What I would like to do is somehow apply the same slicing / segmentation / scaling trapezoid method as mentioned above, but somehow calculate the height of each 1px segment based on quadratic curves (reversed as ctx.quadraticCurveTo(); ) and the vertical position inside the canvas.
In my example, the image doesnβt actually look that bad, however, when the text gets closer to the top / bottom of the page, the warp effect should certainly be big. Not only that, but we also need to calculate the horizontal scaling factor to cut out the text closest to the page layer.

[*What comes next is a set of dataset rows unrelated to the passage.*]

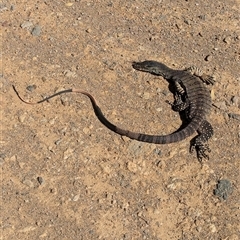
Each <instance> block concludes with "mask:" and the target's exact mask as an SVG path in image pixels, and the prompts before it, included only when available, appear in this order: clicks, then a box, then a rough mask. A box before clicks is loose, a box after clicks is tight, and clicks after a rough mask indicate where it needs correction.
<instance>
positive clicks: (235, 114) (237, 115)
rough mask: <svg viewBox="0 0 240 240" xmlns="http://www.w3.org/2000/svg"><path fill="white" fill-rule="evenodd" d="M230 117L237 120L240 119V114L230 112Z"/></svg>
mask: <svg viewBox="0 0 240 240" xmlns="http://www.w3.org/2000/svg"><path fill="white" fill-rule="evenodd" d="M228 117H229V118H233V119H236V120H240V114H237V113H229V114H228Z"/></svg>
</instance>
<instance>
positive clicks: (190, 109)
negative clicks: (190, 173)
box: [13, 61, 214, 161]
mask: <svg viewBox="0 0 240 240" xmlns="http://www.w3.org/2000/svg"><path fill="white" fill-rule="evenodd" d="M132 66H133V68H134V69H136V70H139V71H143V72H148V73H151V74H154V75H158V76H162V77H163V78H165V79H166V80H167V81H168V82H169V83H170V84H173V85H174V88H175V90H174V103H173V104H171V105H172V109H173V110H174V111H179V112H180V111H183V112H184V114H185V116H186V120H187V122H188V124H187V126H186V127H185V128H182V129H180V130H179V131H176V132H174V133H171V134H168V135H148V134H144V133H137V132H132V131H129V130H125V129H122V128H120V127H117V126H115V125H114V124H112V123H111V122H110V121H109V120H107V119H106V117H105V116H104V114H103V113H102V111H101V109H100V107H99V106H98V104H97V102H96V100H95V99H94V97H93V96H92V95H91V94H90V93H88V92H86V91H84V90H81V89H75V88H73V89H67V90H63V91H60V92H57V93H55V94H53V95H51V96H49V97H47V98H44V99H43V100H40V101H38V102H35V103H30V102H27V101H25V100H24V99H22V98H21V97H20V95H19V94H18V92H17V90H16V88H15V87H14V86H13V88H14V91H15V92H16V93H17V95H18V97H19V98H20V99H21V100H22V101H23V102H25V103H27V104H38V103H42V102H44V101H47V100H49V99H50V98H52V97H55V96H57V95H60V94H63V93H68V92H75V93H81V94H84V95H86V96H87V97H89V99H90V100H91V103H92V106H93V109H94V112H95V115H96V116H97V118H98V119H99V120H100V122H101V123H102V124H103V125H105V126H106V127H107V128H109V129H110V130H112V131H114V132H115V133H117V134H120V135H122V136H127V137H129V138H131V139H135V140H138V141H142V142H148V143H155V144H169V143H173V142H178V141H181V140H184V139H186V138H187V137H189V136H191V135H193V134H194V132H196V131H197V132H198V135H197V136H196V137H194V138H193V139H192V140H191V147H190V151H191V152H192V151H193V150H194V149H195V150H196V152H197V157H198V159H199V161H201V160H202V158H208V155H207V153H206V152H210V148H209V146H208V143H207V141H208V140H209V139H210V138H211V137H212V135H213V128H212V126H211V124H210V123H209V122H208V121H207V120H206V118H207V116H208V115H209V113H210V110H211V97H210V93H209V91H208V89H207V88H206V86H205V85H204V83H206V84H213V83H214V80H213V78H212V77H210V76H208V75H206V74H204V73H202V72H201V71H200V70H199V69H198V68H196V67H190V68H187V69H185V70H174V69H171V68H168V67H167V66H166V65H164V64H163V63H160V62H156V61H144V62H133V64H132Z"/></svg>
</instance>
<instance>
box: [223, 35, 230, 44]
mask: <svg viewBox="0 0 240 240" xmlns="http://www.w3.org/2000/svg"><path fill="white" fill-rule="evenodd" d="M223 41H224V42H225V43H227V44H230V43H231V37H230V36H228V37H225V38H224V39H223Z"/></svg>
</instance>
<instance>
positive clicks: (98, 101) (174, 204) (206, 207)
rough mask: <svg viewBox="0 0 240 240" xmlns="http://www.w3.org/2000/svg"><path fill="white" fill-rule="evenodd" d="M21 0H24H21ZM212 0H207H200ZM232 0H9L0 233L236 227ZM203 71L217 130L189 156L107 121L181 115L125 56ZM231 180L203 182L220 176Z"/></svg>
mask: <svg viewBox="0 0 240 240" xmlns="http://www.w3.org/2000/svg"><path fill="white" fill-rule="evenodd" d="M18 2H21V3H18ZM208 2H210V3H208ZM239 9H240V2H239V0H228V1H204V0H199V1H187V0H186V1H180V0H176V1H172V0H162V1H152V2H151V1H142V0H140V1H120V0H117V1H105V0H103V1H84V0H83V1H80V0H76V1H72V2H68V1H48V0H47V1H33V0H28V1H24V0H23V1H12V2H11V1H6V2H5V3H3V2H2V3H1V4H0V15H1V18H0V23H1V29H2V30H1V34H2V41H1V45H2V46H1V50H2V52H1V56H2V62H1V65H2V66H1V76H0V77H1V85H0V87H1V106H2V108H1V152H0V164H1V176H2V177H1V188H2V192H1V195H2V196H1V197H2V201H1V220H2V221H1V239H4V240H6V239H31V240H32V239H68V240H69V239H117V240H118V239H124V240H127V239H153V240H154V239H163V240H168V239H172V240H175V239H179V240H180V239H182V240H183V239H184V240H187V239H194V240H195V239H214V240H215V239H219V240H220V239H222V240H223V239H225V240H237V239H240V189H239V186H240V176H239V171H240V149H239V142H240V93H239V89H240V72H239V69H240V27H239V26H240V25H239V18H240V10H239ZM146 59H148V60H149V59H152V60H157V61H161V62H163V63H165V64H166V65H168V66H169V67H172V68H175V69H183V68H185V67H188V66H191V65H196V66H198V67H200V68H202V69H204V71H205V72H206V73H207V74H210V75H214V77H215V79H216V81H217V82H216V84H215V85H214V86H213V88H212V89H209V90H211V95H212V98H213V104H214V105H215V107H213V109H212V113H211V115H210V116H209V121H210V122H211V123H212V125H213V127H214V131H215V133H214V136H213V138H212V139H211V140H210V141H209V145H210V147H211V150H212V151H211V153H210V159H209V160H204V161H203V163H202V164H201V163H199V161H198V160H197V158H196V155H195V154H190V153H189V142H190V139H191V138H188V139H186V140H184V141H182V142H178V143H175V144H169V145H155V144H147V143H141V142H137V141H132V140H130V139H128V138H122V137H121V136H119V135H117V134H115V133H113V132H111V131H110V130H108V129H107V128H106V127H104V126H103V125H102V124H101V123H100V122H99V121H98V119H97V118H96V116H95V115H94V112H93V110H92V107H91V103H90V101H89V99H87V98H86V97H85V96H83V95H80V94H65V95H62V96H60V97H56V98H54V99H53V100H50V101H49V102H45V103H43V104H39V105H34V106H32V105H27V104H24V103H22V102H21V101H20V100H19V99H18V97H17V96H16V94H15V92H14V91H13V89H12V87H11V85H12V84H14V85H15V86H16V87H17V89H18V91H19V92H20V93H21V95H22V96H23V97H24V98H25V99H26V100H29V101H36V100H40V99H42V98H43V97H45V96H48V95H51V94H52V93H54V92H55V91H58V90H62V89H68V88H72V87H77V88H81V89H84V90H86V91H89V92H90V93H92V94H93V95H94V96H95V98H96V99H97V101H98V103H99V105H100V106H101V108H102V111H103V112H104V114H106V116H107V118H108V119H109V120H111V121H112V122H113V123H115V124H117V125H119V126H121V127H124V128H127V129H130V130H134V131H139V132H145V133H152V134H153V133H154V134H166V133H170V132H173V131H174V130H176V129H177V128H178V127H179V126H180V125H181V120H180V118H179V114H178V113H176V112H173V111H172V110H171V107H170V106H169V105H168V104H167V103H166V100H169V101H172V100H173V96H172V94H171V92H169V89H168V84H167V82H166V81H164V79H162V78H161V77H156V76H152V75H149V74H146V73H142V72H138V71H135V70H134V69H133V68H132V66H131V62H132V61H142V60H146ZM222 179H227V180H228V181H229V182H230V183H231V187H232V193H231V191H229V193H228V196H227V198H226V199H225V200H224V199H221V197H218V196H216V195H214V189H216V184H217V183H218V181H219V180H222Z"/></svg>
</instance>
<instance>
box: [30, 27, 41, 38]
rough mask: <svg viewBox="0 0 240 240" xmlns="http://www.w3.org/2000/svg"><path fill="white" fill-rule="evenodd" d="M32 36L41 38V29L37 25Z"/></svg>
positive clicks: (34, 27) (32, 31) (33, 32)
mask: <svg viewBox="0 0 240 240" xmlns="http://www.w3.org/2000/svg"><path fill="white" fill-rule="evenodd" d="M31 33H32V35H33V36H39V35H40V34H41V27H40V26H38V25H36V26H35V27H34V28H33V29H32V32H31Z"/></svg>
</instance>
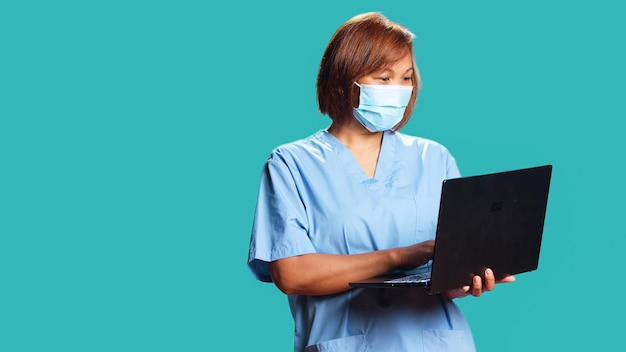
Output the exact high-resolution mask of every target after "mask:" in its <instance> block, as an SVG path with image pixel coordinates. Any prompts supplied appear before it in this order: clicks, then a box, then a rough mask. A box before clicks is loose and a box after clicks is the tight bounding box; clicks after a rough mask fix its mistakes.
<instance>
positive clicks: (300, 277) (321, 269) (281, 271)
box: [269, 250, 397, 295]
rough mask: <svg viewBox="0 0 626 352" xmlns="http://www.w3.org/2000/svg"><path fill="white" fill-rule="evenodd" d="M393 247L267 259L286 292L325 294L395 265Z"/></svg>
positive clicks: (277, 280)
mask: <svg viewBox="0 0 626 352" xmlns="http://www.w3.org/2000/svg"><path fill="white" fill-rule="evenodd" d="M396 265H397V264H396V259H395V258H394V253H393V250H380V251H375V252H369V253H363V254H350V255H347V254H318V253H312V254H305V255H300V256H294V257H289V258H284V259H280V260H277V261H274V262H271V263H270V265H269V267H270V273H271V275H272V280H273V281H274V283H275V284H276V286H278V288H279V289H280V290H281V291H283V292H284V293H287V294H303V295H327V294H333V293H338V292H342V291H346V290H348V289H350V286H349V284H348V283H349V282H352V281H356V280H361V279H366V278H369V277H373V276H376V275H381V274H383V273H385V272H387V271H390V270H393V269H394V268H395V267H396Z"/></svg>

I am not able to provide any sample code that I am afraid of. but, in fact, we are doing everything very similar to the way described in the link above. And to summarize, I need to be able to use the quadratic coordinates / curve values ββto calculate the scale factor for each segment in the slice / render metric below:
function keystoneAndDisplayImage(ctx, img, x, y, pixelWidth, scalingFactor) { var h = img.height, w = img.width,
... but I really don't know where to start. Any help would be greatly appreciated.
EDIT:
After thinking a little more about what I hope to achieve, I realized that the perfect representation of 3D texturing through this method might be too big to ask. Therefore, I would be more than happy with any answers that can simply change the height scale and y position of each segment based on the quadratic curve defined in the html5 canvas.
Here is the best example image:

As you can see, large text remains completely straight with one texture without texture when I need 1px width segments that will be computed from the curve coefficient and y position so that it naturally follows the page rotation. Otherwise, it would be very useful if any other βhackingβ or method of achieving a semi-realistic long-term effect would be very useful in this case.